Crowd-annotation and LoD-based semantic indexing of content in multi-disciplinary web repositories to improve search results
Crowd-annotation and LoD-based semantic indexing of content in multi-disciplinary web repositories to improve search results
Searching for relevant information in multi-disciplinary web repositories is becoming a topic of increasing interest among the computer science research community. To date, methods and techniques to extract useful and relevant information from online repositories of research data have largely been based on static full text indexing which entails a 'produce once and use forever' kind of strategy. That strategy is fast becoming insufficient due to increasing data volume, concept obsolescence, and complexity and heterogeneity of content types in web repositories. We propose that by automatic semantic annotation of content in web repositories (using Linked Open Data or LoD sources) without using domain-specific ontologies, we can sustain the performance of searching by retrieving highly relevant search results.

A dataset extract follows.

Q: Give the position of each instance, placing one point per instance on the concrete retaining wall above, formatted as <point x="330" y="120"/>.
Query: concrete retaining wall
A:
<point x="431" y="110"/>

Secondly, we claim that by expert crowd-annotation of content on top of automatic semantic annotation, we can enrich the semantic index over time to augment the contextual value of content in web repositories so that they remain findable despite changes in language, terminology and scientific concepts. We deployed a custom-built annotation, indexing and searching environment in a web repository website that has been used by expert annotators to annotate webpages using free text and vocabulary terms. We present our findings based on the annotation and tagging data on top of LoD-based annotations and the overall modus operandi. We also analyze and demonstrate that by adding expert annotations to the existing semantic index, we can improve the relationship between query and documents using Cosine Similarity Measures (CSM).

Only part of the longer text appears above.